Luciana Villanueva, head cheese coordinator at Gus’s markets, looks over a California Cheese Trail map.

Both Dvorak and Villanueva estimate there’s only about a month’s supply of Briana left in the world—75 wheels scattered across America, including at all five Gus’s locations and the Cheese Board Collective in Berkeley. After they’re sold, she’ll be gone forever.

But there are silver linings, both for us here in the Bay and for Jacobs and her family.

For us: Another wild, transformative, raw milk cheese from J&B called Everton has a slightly longer shelf life, so local shops will be stocking it, by Dvorak’s estimate, for the next three to four months. Everton is a robust, alpine-style cheese with an uncanny essence of a brisk Swiss mountain top, and it’s a favorite of casual customers as well as professional cheesemongers: Just weeks after Brichford passed, Everton and the longer-aged Everton Premium Reserve won gold at the 2023-24 World Cheese Awards, an annual competition hosted by London-based food and drink accreditation organization Guild of Fine Food.

While you won’t get the same wild essence, if you really want a Briana dupe, Villanueva says to try Cowgirl Creamery’s Wagon Wheel or Nicasio Valley’s San Geronimo.

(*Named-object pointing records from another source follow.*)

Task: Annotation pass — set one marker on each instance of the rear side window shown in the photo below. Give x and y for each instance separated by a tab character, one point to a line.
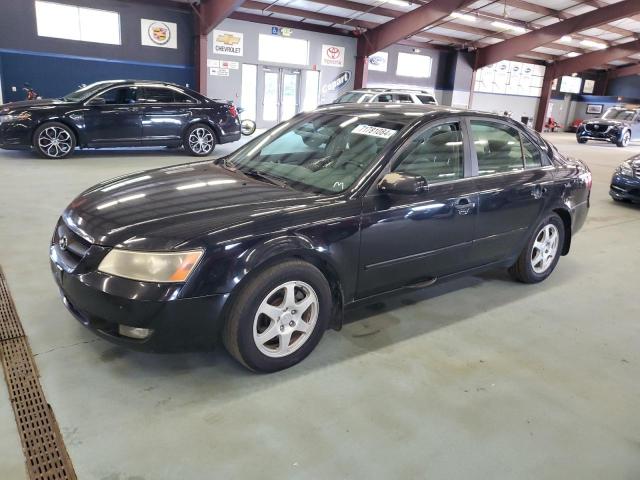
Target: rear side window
497	146
426	99
437	154
403	98
157	95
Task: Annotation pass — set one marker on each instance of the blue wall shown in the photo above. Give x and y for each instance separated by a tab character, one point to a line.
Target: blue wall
54	75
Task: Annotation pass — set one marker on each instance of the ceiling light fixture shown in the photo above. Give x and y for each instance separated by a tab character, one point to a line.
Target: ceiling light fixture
464	16
508	26
399	3
591	43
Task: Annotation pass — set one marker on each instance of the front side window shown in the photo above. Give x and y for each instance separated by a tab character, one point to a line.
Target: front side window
427	99
119	96
323	153
497	147
436	154
157	95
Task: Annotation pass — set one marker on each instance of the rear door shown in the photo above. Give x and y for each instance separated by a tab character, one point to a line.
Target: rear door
165	114
408	239
513	179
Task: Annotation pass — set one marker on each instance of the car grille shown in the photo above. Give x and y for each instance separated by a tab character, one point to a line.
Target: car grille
596	127
70	251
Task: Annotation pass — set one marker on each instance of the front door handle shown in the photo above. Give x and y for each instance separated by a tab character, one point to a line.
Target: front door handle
463	206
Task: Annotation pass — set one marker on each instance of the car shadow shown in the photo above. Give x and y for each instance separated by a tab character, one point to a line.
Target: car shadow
209	376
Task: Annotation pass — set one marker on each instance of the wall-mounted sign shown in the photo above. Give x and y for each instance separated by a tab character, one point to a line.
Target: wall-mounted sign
284	31
378	61
219	72
332	56
229	64
156	33
228	43
338	83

And the silver lining for Jacobs? Despite selling the dairy herd, she and her family are staying on the family ranch and pivoting to a beef operation, where they’ll continue Brichford’s legacy of keeping all their cows grass-fed.

“His cheese was so good, but Matthew didn’t call himself a cheesemaker. He always said he was a ‘grass farmer who made cheese,’” said Jacobs. “This way, even though we’re not doing cheese, we’re staying true to his vision.”